El Opus Dei todavía no ha reconocido que sea necesario investigar ninguna de estas alegaciones. Semejante actitud es profundamente ofensiva para sus víctimas, así como un abandono absoluto de los deberes del Opus Dei para con los hombres, mujeres y niños que están a su cuidado diario. Hurgando en las heridas, Fernando Ocáriz, prelado del Opus Dei, concedió recientemente una entrevista en la que manifestó una “gran alegría” después de haber llegado a acuerdos con antiguos miembros. La noticia sorprendió a las más de cien víctimas con las que hablé, quienes todavía esperan que se reconozca de alguna manera los abusos que padecieron.

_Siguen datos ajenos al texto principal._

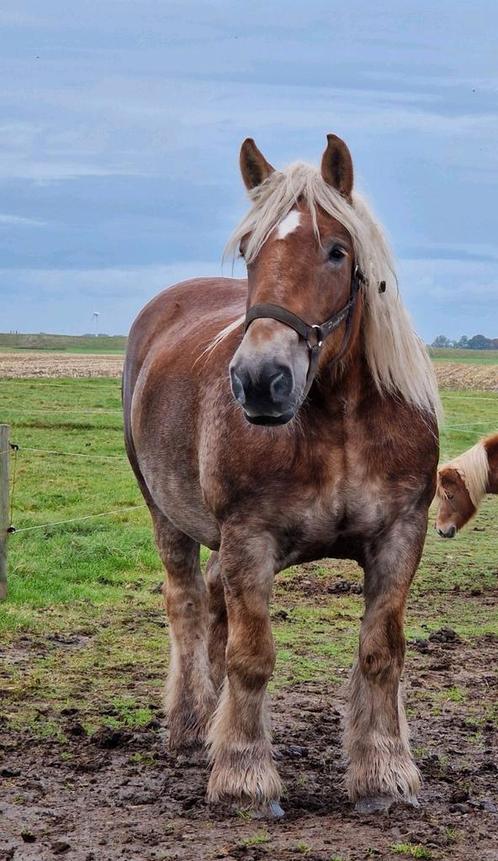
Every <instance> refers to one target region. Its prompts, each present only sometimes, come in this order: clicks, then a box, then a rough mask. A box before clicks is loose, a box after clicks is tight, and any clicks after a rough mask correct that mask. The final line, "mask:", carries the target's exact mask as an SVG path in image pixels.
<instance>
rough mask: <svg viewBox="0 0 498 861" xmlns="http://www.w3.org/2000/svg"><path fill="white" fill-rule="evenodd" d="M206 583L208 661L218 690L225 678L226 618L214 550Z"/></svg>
mask: <svg viewBox="0 0 498 861" xmlns="http://www.w3.org/2000/svg"><path fill="white" fill-rule="evenodd" d="M206 585H207V590H208V601H209V634H208V653H209V662H210V664H211V676H212V679H213V684H214V686H215V689H216V690H217V691H219V689H220V688H221V685H222V684H223V680H224V678H225V652H226V645H227V636H228V619H227V607H226V601H225V588H224V586H223V580H222V577H221V566H220V560H219V556H218V553H215V552H213V553H211V556H210V557H209V562H208V564H207V568H206Z"/></svg>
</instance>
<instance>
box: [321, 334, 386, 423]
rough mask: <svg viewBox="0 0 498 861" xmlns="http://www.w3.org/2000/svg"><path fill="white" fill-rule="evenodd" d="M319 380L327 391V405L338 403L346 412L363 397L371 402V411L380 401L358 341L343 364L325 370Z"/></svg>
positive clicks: (372, 380) (357, 341)
mask: <svg viewBox="0 0 498 861" xmlns="http://www.w3.org/2000/svg"><path fill="white" fill-rule="evenodd" d="M321 380H323V383H324V385H325V388H326V389H327V400H328V401H329V403H331V404H333V403H334V401H335V402H338V401H340V402H342V403H343V404H344V405H345V406H346V408H347V412H351V411H353V410H354V409H355V406H356V405H357V404H358V403H359V402H360V401H362V400H364V399H365V397H368V399H369V400H370V401H371V404H372V409H375V404H376V402H377V401H379V400H380V398H379V396H378V391H377V388H376V386H375V383H374V381H373V379H372V375H371V373H370V368H369V367H368V362H367V360H366V356H365V353H364V349H363V347H362V345H361V343H360V340H359V339H357V341H356V343H355V344H354V345H353V346H352V348H351V349H350V350H349V352H348V355H347V357H346V359H345V360H344V362H343V363H341V364H340V365H339V366H338V367H335V366H334V365H332V366H331V367H329V369H325V372H324V374H323V376H322V377H321Z"/></svg>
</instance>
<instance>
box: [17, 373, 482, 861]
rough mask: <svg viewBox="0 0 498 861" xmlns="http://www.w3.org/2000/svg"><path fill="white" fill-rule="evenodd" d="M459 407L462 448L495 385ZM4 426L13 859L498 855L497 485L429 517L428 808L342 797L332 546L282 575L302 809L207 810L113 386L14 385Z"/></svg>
mask: <svg viewBox="0 0 498 861" xmlns="http://www.w3.org/2000/svg"><path fill="white" fill-rule="evenodd" d="M96 361H98V359H97V360H96ZM443 400H444V405H445V410H446V420H445V425H444V427H443V429H442V437H441V451H442V457H443V458H444V459H446V458H447V457H449V456H451V455H453V454H456V453H457V452H459V451H461V450H463V449H465V448H467V447H468V446H470V445H471V444H472V443H474V442H475V441H476V440H477V439H478V438H479V437H480V436H481V435H482V434H483V433H485V432H487V431H490V430H492V429H494V428H495V425H496V415H497V407H498V395H497V394H494V393H492V392H475V391H471V390H466V391H456V390H452V391H447V392H444V393H443ZM0 421H6V422H8V423H9V424H10V425H11V427H12V440H13V441H14V442H16V443H18V444H19V445H20V450H19V452H18V455H17V464H15V462H14V459H12V479H14V469H15V488H14V487H13V503H14V505H13V517H12V521H13V523H14V525H15V526H16V528H17V529H18V530H19V531H18V532H17V533H15V534H13V535H12V536H11V537H10V540H9V554H10V557H9V561H10V571H9V595H8V600H7V601H6V602H4V603H2V604H0V657H1V658H2V660H3V664H0V691H1V697H0V700H1V705H0V727H1V731H2V744H1V745H0V784H1V785H2V814H3V823H2V824H3V827H2V829H0V857H5V858H12V857H14V859H15V858H20V859H22V861H51V859H53V858H54V857H56V856H58V855H59V854H60V853H63V855H64V857H67V858H68V859H70V861H86V859H97V858H98V859H99V861H118V859H122V858H126V861H160V859H161V861H166V859H168V861H173V859H174V861H194V859H195V861H211V859H214V858H227V859H230V861H234V859H236V861H237V859H240V861H249V859H250V861H260V859H266V861H293V860H294V861H295V859H299V858H303V857H306V858H308V859H310V861H364V859H366V858H371V857H378V858H380V859H384V861H395V859H398V858H401V859H403V858H427V859H433V861H445V859H447V858H449V857H451V858H452V859H453V861H467V859H468V858H469V857H473V854H472V853H473V852H474V849H475V850H476V851H477V855H478V856H479V857H481V858H483V859H484V858H486V859H488V858H489V859H491V858H493V857H494V856H493V855H492V851H493V849H492V846H493V843H494V841H495V837H496V834H495V831H496V828H495V818H496V817H495V814H494V813H493V811H494V810H495V809H496V807H494V806H493V804H494V802H493V801H492V800H491V799H492V794H493V792H494V789H495V780H496V777H495V771H493V768H495V766H494V765H493V763H492V761H491V757H492V754H491V749H492V733H493V732H495V731H496V727H497V724H498V713H497V706H496V703H497V698H496V697H495V696H494V695H493V691H494V687H493V686H494V685H496V681H497V680H496V678H495V675H494V673H493V660H494V655H495V651H496V642H497V641H498V618H497V614H496V573H497V572H496V558H497V549H498V535H497V525H496V524H497V515H498V497H490V498H488V499H487V500H486V501H485V503H484V504H483V506H482V509H481V511H480V512H479V515H478V517H477V518H476V520H475V521H474V523H473V524H471V526H470V527H469V528H467V529H466V530H465V531H463V532H462V533H461V534H460V535H459V536H458V537H457V538H456V539H455V540H454V541H452V542H445V541H443V540H442V539H439V538H438V537H437V536H436V535H435V532H434V530H433V529H432V524H431V527H430V529H429V533H428V538H427V543H426V548H425V552H424V556H423V559H422V563H421V566H420V569H419V572H418V575H417V577H416V580H415V582H414V585H413V587H412V590H411V594H410V598H409V604H408V613H407V627H406V633H407V637H408V650H407V668H406V682H407V686H408V687H407V714H408V717H409V720H410V724H411V726H412V729H413V730H414V735H413V744H414V753H415V756H416V759H417V762H418V764H419V765H420V767H421V769H422V773H423V777H424V789H423V797H422V803H423V806H422V807H421V808H420V809H419V810H417V809H414V810H413V811H412V812H410V813H408V812H403V811H399V812H396V814H392V815H391V816H389V817H381V818H377V819H373V818H371V817H370V818H369V819H367V821H366V822H365V821H363V820H359V819H358V817H357V815H355V814H354V812H353V811H352V810H351V807H350V805H348V802H347V799H346V798H345V796H344V792H343V790H342V789H341V781H342V774H343V772H342V770H341V768H342V766H341V754H340V714H341V712H340V709H341V702H343V698H344V694H343V693H341V692H343V688H344V682H345V681H346V679H347V677H348V673H349V668H350V667H351V664H352V662H353V660H354V655H355V651H356V648H357V641H358V630H359V624H360V618H361V615H362V612H363V599H362V596H361V594H359V593H360V591H361V585H360V584H361V572H360V570H359V568H358V567H357V566H356V565H355V564H354V563H352V562H347V561H346V562H336V561H332V560H323V561H322V562H320V563H310V564H307V565H303V566H296V567H294V568H291V569H289V570H287V571H285V572H282V573H281V574H280V575H279V576H278V577H277V579H276V585H275V594H274V600H273V603H272V622H273V631H274V636H275V640H276V643H277V650H278V651H277V666H276V669H275V674H274V678H273V680H272V682H271V686H270V687H271V691H272V700H273V716H274V741H275V750H276V755H277V756H278V758H279V770H280V771H281V774H282V777H283V779H284V783H285V785H286V796H285V799H284V808H285V809H286V811H287V813H288V814H289V818H288V819H286V820H285V821H284V823H270V824H267V825H266V826H261V825H258V823H252V822H251V821H250V820H249V819H248V818H247V816H246V814H245V812H244V811H243V810H242V811H240V810H239V811H238V812H236V813H234V811H233V810H232V811H231V812H228V811H225V812H221V813H215V812H213V811H212V810H211V809H210V808H209V807H208V806H207V805H206V802H205V787H206V780H207V774H206V766H205V763H204V761H203V760H202V758H201V760H199V761H197V760H194V761H193V762H190V761H189V759H188V757H187V759H186V758H185V757H183V758H182V757H181V756H180V757H178V758H176V757H175V756H174V755H172V754H169V753H168V752H167V750H166V747H165V745H164V738H163V725H164V724H163V717H162V707H161V702H162V692H163V689H164V682H165V678H166V672H167V663H168V634H167V626H166V621H165V616H164V610H163V607H162V595H161V584H162V580H163V572H162V567H161V563H160V560H159V558H158V556H157V553H156V550H155V547H154V543H153V540H152V533H151V527H150V522H149V518H148V512H147V510H146V509H145V508H143V507H136V506H142V505H143V503H142V499H141V497H140V495H139V492H138V490H137V488H136V485H135V481H134V479H133V476H132V474H131V471H130V469H129V466H128V464H127V461H126V458H125V456H124V451H123V442H122V419H121V409H120V383H119V380H118V379H102V378H92V379H64V378H57V379H36V380H33V379H8V380H6V379H4V380H2V386H1V389H0ZM81 455H84V456H83V457H82V456H81ZM116 510H118V512H121V513H117V514H116V513H114V514H106V516H104V517H96V518H89V519H84V518H85V517H86V515H89V514H99V513H107V512H115V511H116ZM73 518H74V519H75V520H74V522H70V523H65V524H60V525H54V526H50V525H47V524H50V523H54V522H56V521H59V520H72V519H73ZM31 527H41V528H34V529H31ZM23 530H26V531H23ZM207 555H208V554H207V552H206V551H203V553H202V559H203V562H204V563H205V561H206V559H207ZM448 638H449V639H448ZM2 748H3V749H2ZM458 798H464V799H466V798H468V799H469V802H468V803H467V804H465V803H464V804H463V807H462V805H461V804H460V805H459V804H458V803H456V804H454V803H453V802H454V800H455V799H458ZM424 805H425V806H424ZM486 805H487V807H486ZM459 807H460V808H462V809H464V810H466V811H467V812H466V813H465V814H464V815H462V812H461V810H460V809H459ZM81 811H84V814H82V813H81ZM488 811H489V812H488ZM355 816H356V818H355ZM493 817H494V818H493ZM493 829H494V830H493ZM2 851H4V855H2ZM12 852H15V854H14V855H13V854H12ZM66 853H67V854H66ZM486 853H487V854H486ZM490 853H491V854H490ZM477 855H476V856H475V857H477Z"/></svg>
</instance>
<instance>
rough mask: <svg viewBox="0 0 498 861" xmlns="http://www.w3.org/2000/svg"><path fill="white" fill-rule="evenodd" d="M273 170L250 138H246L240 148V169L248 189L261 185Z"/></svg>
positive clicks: (251, 139) (249, 189) (262, 154)
mask: <svg viewBox="0 0 498 861" xmlns="http://www.w3.org/2000/svg"><path fill="white" fill-rule="evenodd" d="M274 170H275V168H274V167H272V166H271V164H270V163H269V162H267V161H266V159H265V157H264V155H263V154H262V153H261V152H260V151H259V149H258V148H257V146H256V144H255V143H254V141H253V139H252V138H246V139H245V141H244V143H243V144H242V146H241V148H240V171H241V173H242V179H243V180H244V183H245V186H246V188H247V189H249V191H250V190H251V189H252V188H256V186H257V185H261V183H262V182H264V180H265V179H267V177H269V176H270V174H271V173H273V171H274Z"/></svg>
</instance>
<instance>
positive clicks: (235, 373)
mask: <svg viewBox="0 0 498 861" xmlns="http://www.w3.org/2000/svg"><path fill="white" fill-rule="evenodd" d="M230 379H231V382H232V392H233V395H234V398H235V400H237V401H238V402H239V404H245V402H246V396H245V392H244V386H243V385H242V382H241V379H240V377H239V376H238V375H237V374H236V372H235V371H234V370H233V368H232V369H231V371H230Z"/></svg>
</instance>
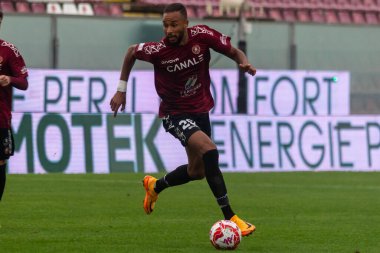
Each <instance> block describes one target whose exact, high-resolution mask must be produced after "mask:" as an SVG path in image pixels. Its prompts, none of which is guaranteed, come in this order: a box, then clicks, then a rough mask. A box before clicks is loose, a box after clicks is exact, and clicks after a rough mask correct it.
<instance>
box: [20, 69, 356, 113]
mask: <svg viewBox="0 0 380 253" xmlns="http://www.w3.org/2000/svg"><path fill="white" fill-rule="evenodd" d="M119 76H120V73H119V71H84V70H47V69H31V70H29V78H28V79H29V83H30V85H29V89H28V90H27V91H20V90H17V89H14V99H13V101H14V102H13V110H14V112H33V113H36V112H38V113H42V112H43V113H109V112H110V107H109V101H110V99H111V98H112V96H113V95H114V93H115V91H116V86H117V84H118V81H119ZM210 76H211V87H210V89H211V93H212V96H213V98H214V101H215V107H214V108H213V109H212V111H211V113H212V114H215V115H219V114H223V115H227V114H228V115H231V114H236V112H237V97H238V72H237V71H236V70H211V71H210ZM247 81H248V90H247V106H248V108H247V109H248V114H250V115H261V116H291V115H303V116H304V115H308V116H321V115H340V116H342V115H349V113H350V100H349V98H350V76H349V73H348V72H333V71H279V70H278V71H268V70H258V72H257V74H256V76H254V77H252V76H247ZM184 85H185V84H184ZM197 85H198V84H197ZM159 103H160V99H159V97H158V96H157V94H156V91H155V87H154V72H153V71H133V72H132V73H131V75H130V78H129V84H128V90H127V105H126V112H128V113H154V114H157V113H158V107H159Z"/></svg>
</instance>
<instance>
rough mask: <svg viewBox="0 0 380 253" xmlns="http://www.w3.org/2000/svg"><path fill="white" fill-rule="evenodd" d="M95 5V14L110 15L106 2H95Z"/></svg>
mask: <svg viewBox="0 0 380 253" xmlns="http://www.w3.org/2000/svg"><path fill="white" fill-rule="evenodd" d="M93 7H94V14H95V15H96V16H109V15H110V13H109V9H108V6H107V5H106V4H103V3H95V4H94V5H93Z"/></svg>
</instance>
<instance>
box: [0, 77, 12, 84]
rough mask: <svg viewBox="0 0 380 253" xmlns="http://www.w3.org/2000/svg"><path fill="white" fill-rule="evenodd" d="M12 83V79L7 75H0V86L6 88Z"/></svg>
mask: <svg viewBox="0 0 380 253" xmlns="http://www.w3.org/2000/svg"><path fill="white" fill-rule="evenodd" d="M10 83H11V78H10V77H9V76H6V75H0V86H1V87H5V86H8V85H9V84H10Z"/></svg>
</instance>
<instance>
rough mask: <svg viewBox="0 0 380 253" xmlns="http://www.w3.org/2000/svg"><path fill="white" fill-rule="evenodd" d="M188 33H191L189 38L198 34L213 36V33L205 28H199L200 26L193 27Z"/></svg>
mask: <svg viewBox="0 0 380 253" xmlns="http://www.w3.org/2000/svg"><path fill="white" fill-rule="evenodd" d="M190 32H191V36H195V35H197V34H199V33H206V34H209V35H214V33H213V32H211V31H210V30H207V29H206V28H204V27H200V26H194V27H193V28H191V30H190Z"/></svg>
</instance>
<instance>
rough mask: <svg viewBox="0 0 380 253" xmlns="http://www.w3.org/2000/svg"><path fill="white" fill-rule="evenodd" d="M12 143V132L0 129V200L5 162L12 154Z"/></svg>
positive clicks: (12, 147) (3, 181) (13, 148)
mask: <svg viewBox="0 0 380 253" xmlns="http://www.w3.org/2000/svg"><path fill="white" fill-rule="evenodd" d="M13 143H14V141H13V135H12V130H11V129H7V128H0V200H1V199H2V197H3V193H4V189H5V182H6V164H7V160H8V159H9V157H10V156H12V155H13V152H14V145H13Z"/></svg>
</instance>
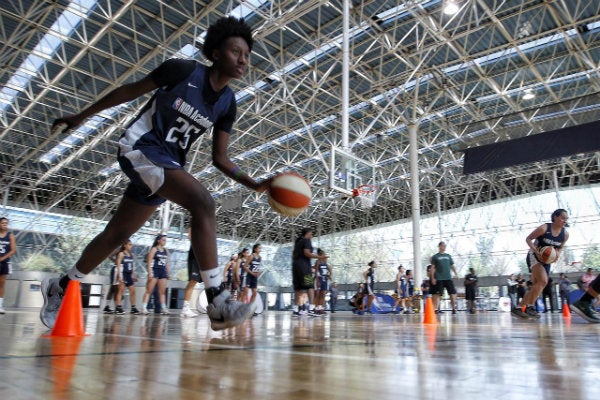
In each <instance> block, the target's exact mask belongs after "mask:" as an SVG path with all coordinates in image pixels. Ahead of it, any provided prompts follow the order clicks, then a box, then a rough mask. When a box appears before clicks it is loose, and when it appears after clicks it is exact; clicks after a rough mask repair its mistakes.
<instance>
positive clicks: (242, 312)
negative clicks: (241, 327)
mask: <svg viewBox="0 0 600 400" xmlns="http://www.w3.org/2000/svg"><path fill="white" fill-rule="evenodd" d="M254 310H256V304H255V303H254V302H252V303H249V304H246V303H242V302H239V301H235V300H232V299H231V294H230V293H229V291H227V290H223V291H222V292H221V293H219V295H218V296H217V297H215V298H214V299H213V302H212V303H210V304H209V305H208V306H207V307H206V313H207V314H208V317H209V318H210V327H211V328H212V329H213V330H215V331H219V330H221V329H227V328H231V327H232V326H237V325H240V324H241V323H242V322H244V321H245V320H247V319H248V318H250V317H251V316H252V314H254Z"/></svg>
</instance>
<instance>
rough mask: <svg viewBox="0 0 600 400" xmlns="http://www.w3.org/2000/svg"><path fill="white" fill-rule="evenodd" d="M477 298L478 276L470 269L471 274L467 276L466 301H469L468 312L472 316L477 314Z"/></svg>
mask: <svg viewBox="0 0 600 400" xmlns="http://www.w3.org/2000/svg"><path fill="white" fill-rule="evenodd" d="M475 297H477V275H475V269H474V268H469V273H468V274H467V275H466V276H465V300H467V310H469V312H470V313H471V314H475Z"/></svg>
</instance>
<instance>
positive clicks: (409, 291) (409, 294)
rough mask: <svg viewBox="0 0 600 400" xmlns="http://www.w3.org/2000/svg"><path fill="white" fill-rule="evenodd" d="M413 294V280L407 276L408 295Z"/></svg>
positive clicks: (411, 278)
mask: <svg viewBox="0 0 600 400" xmlns="http://www.w3.org/2000/svg"><path fill="white" fill-rule="evenodd" d="M413 294H415V280H414V279H413V278H412V276H411V277H409V278H408V295H409V296H412V295H413Z"/></svg>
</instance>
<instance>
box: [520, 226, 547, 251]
mask: <svg viewBox="0 0 600 400" xmlns="http://www.w3.org/2000/svg"><path fill="white" fill-rule="evenodd" d="M544 233H546V224H543V225H540V226H538V227H537V228H536V229H535V230H534V231H533V232H531V233H530V234H529V235H527V238H526V239H525V241H526V242H527V246H528V247H529V248H530V249H531V251H533V253H534V254H535V255H536V256H537V257H538V259H541V258H542V255H541V254H540V252H539V250H538V249H537V248H536V247H535V244H534V243H535V239H537V238H538V237H540V236H542V235H543V234H544Z"/></svg>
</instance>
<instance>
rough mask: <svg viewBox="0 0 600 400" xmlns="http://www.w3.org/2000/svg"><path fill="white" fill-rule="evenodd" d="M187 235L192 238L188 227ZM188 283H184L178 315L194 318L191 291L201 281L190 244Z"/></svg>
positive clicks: (195, 315) (190, 233) (190, 232)
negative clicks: (179, 310) (191, 298)
mask: <svg viewBox="0 0 600 400" xmlns="http://www.w3.org/2000/svg"><path fill="white" fill-rule="evenodd" d="M188 237H189V238H190V240H191V238H192V230H191V229H189V228H188ZM187 261H188V262H187V264H188V283H187V285H185V290H184V295H183V307H182V308H181V313H180V314H179V316H180V317H183V318H196V317H197V316H198V314H197V313H196V312H195V311H194V310H192V306H191V305H190V300H191V298H192V293H193V292H194V288H195V287H196V284H197V283H199V282H202V276H200V269H199V268H198V263H197V262H196V257H195V256H194V249H193V248H192V246H191V245H190V250H189V251H188V260H187Z"/></svg>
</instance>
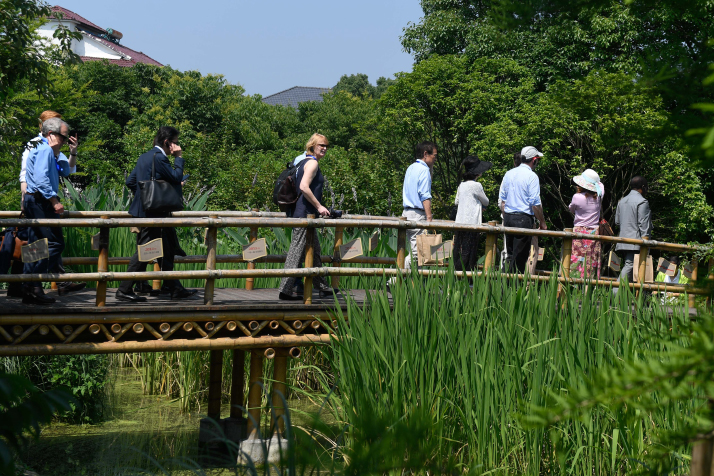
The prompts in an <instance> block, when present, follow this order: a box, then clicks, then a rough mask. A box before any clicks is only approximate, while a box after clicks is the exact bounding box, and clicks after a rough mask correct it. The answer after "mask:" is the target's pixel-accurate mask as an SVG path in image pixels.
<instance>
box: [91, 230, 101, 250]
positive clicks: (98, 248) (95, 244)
mask: <svg viewBox="0 0 714 476" xmlns="http://www.w3.org/2000/svg"><path fill="white" fill-rule="evenodd" d="M99 235H100V234H99V233H97V234H96V235H92V249H93V250H98V249H99Z"/></svg>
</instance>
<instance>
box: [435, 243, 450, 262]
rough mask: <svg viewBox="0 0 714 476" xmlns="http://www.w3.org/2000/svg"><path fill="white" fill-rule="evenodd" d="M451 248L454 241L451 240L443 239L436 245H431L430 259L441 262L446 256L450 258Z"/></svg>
mask: <svg viewBox="0 0 714 476" xmlns="http://www.w3.org/2000/svg"><path fill="white" fill-rule="evenodd" d="M453 249H454V242H453V241H451V240H450V241H444V242H443V243H440V244H438V245H434V246H431V247H430V251H431V259H432V260H435V261H439V262H441V261H444V260H445V259H447V258H451V253H452V252H453Z"/></svg>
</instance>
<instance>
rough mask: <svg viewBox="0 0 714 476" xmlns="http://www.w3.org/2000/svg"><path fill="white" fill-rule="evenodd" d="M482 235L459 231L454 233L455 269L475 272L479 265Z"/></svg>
mask: <svg viewBox="0 0 714 476" xmlns="http://www.w3.org/2000/svg"><path fill="white" fill-rule="evenodd" d="M479 237H480V233H476V232H474V231H457V232H456V233H454V253H453V256H454V269H455V270H456V271H475V270H476V266H477V265H478V259H479V255H478V242H479Z"/></svg>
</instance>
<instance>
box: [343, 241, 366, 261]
mask: <svg viewBox="0 0 714 476" xmlns="http://www.w3.org/2000/svg"><path fill="white" fill-rule="evenodd" d="M362 254H363V251H362V238H356V239H354V240H352V241H350V242H349V243H346V244H344V245H340V258H341V259H342V261H349V260H351V259H353V258H356V257H358V256H362Z"/></svg>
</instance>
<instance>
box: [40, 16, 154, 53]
mask: <svg viewBox="0 0 714 476" xmlns="http://www.w3.org/2000/svg"><path fill="white" fill-rule="evenodd" d="M52 11H53V12H61V13H62V15H63V19H64V20H73V21H76V22H77V23H79V26H80V28H81V29H82V31H83V32H84V33H85V34H87V36H90V37H91V38H92V40H94V41H97V42H99V43H101V44H102V45H104V46H106V47H107V48H110V49H112V50H114V51H116V52H118V53H120V54H122V55H125V56H129V57H130V58H131V59H126V58H122V59H117V60H109V62H110V63H112V64H117V65H119V66H134V65H135V64H137V63H144V64H153V65H155V66H163V65H162V64H161V63H159V62H158V61H156V60H155V59H153V58H151V57H150V56H148V55H145V54H144V53H142V52H141V51H136V50H132V49H131V48H128V47H126V46H124V45H121V44H119V43H114V42H113V41H109V40H107V39H105V38H101V37H100V36H98V35H97V34H96V31H99V33H100V34H107V31H106V30H105V29H104V28H101V27H99V26H97V25H95V24H94V23H92V22H91V21H89V20H87V19H86V18H84V17H83V16H80V15H77V14H76V13H74V12H73V11H71V10H67V9H66V8H63V7H60V6H59V5H55V6H54V7H52ZM87 27H89V28H87ZM81 58H82V61H99V60H101V59H103V58H94V57H91V56H82V57H81Z"/></svg>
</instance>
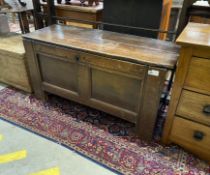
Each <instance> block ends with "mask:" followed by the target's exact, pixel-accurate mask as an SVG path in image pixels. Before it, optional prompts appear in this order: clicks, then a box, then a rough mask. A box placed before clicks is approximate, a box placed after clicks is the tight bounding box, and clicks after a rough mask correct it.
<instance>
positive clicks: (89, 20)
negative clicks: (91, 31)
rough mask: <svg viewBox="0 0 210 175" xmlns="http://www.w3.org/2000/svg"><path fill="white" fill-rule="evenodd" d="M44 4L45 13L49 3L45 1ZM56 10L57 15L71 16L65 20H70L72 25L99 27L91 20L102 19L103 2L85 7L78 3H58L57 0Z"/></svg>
mask: <svg viewBox="0 0 210 175" xmlns="http://www.w3.org/2000/svg"><path fill="white" fill-rule="evenodd" d="M72 3H74V2H72ZM75 3H78V2H75ZM42 5H43V7H44V13H47V4H46V3H43V4H42ZM55 11H56V16H59V17H65V18H71V19H69V20H68V19H66V20H64V22H65V23H67V22H69V23H70V24H72V25H80V26H86V27H89V28H98V25H97V24H94V23H91V21H92V22H97V21H101V18H102V11H103V3H100V4H99V5H98V6H93V7H86V6H85V7H84V6H77V5H66V4H58V3H56V2H55ZM85 21H86V22H85ZM83 24H86V25H83Z"/></svg>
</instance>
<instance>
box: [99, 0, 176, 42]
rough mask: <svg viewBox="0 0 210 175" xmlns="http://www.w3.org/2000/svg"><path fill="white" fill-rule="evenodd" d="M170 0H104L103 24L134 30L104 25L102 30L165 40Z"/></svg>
mask: <svg viewBox="0 0 210 175" xmlns="http://www.w3.org/2000/svg"><path fill="white" fill-rule="evenodd" d="M171 5H172V0H129V1H128V0H115V1H113V0H105V1H104V10H103V22H105V23H111V24H118V25H124V26H130V27H141V28H147V29H152V30H156V31H151V30H139V29H136V28H129V27H119V26H110V25H105V26H104V29H105V30H109V31H115V32H120V33H128V34H134V35H139V36H145V37H151V38H158V36H159V37H160V38H161V39H165V38H166V35H165V33H164V34H163V33H159V30H164V31H165V30H166V31H167V30H168V26H169V17H170V10H171Z"/></svg>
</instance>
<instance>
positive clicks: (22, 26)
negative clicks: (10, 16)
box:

El Opus Dei tiene sus motivos para alentar esta disonancia cognitiva. A cierto nivel, ha de guardar las apariencias para evitar un éxodo masivo. Pero también hay razones prácticas: una investigación sincera y abierta sobre los abusos seguramente propiciaría muchísimas más denuncias. Es lo que ocurrió en Argentina cuando se creó una “comisión de escucha”. En vez de zanjar las denuncias existentes, el proceso animó a más víctimas a dar la cara. Una investigación a carta cabal podría tener como resultado miles de millones en demandas de compensación, y forzar el reconocimiento público de las contradicciones inherentes en el seno de esta organización.

De momento, la política sigue siendo la disonancia cognitiva. Se trata de una organización que no se rige por objetivos caritativos, sino por una implacable y maquiavélica sed de poder, y la disposición a llegar hasta donde sea necesario para protegerse, con el más absoluto desprecio por la verdad o la ética.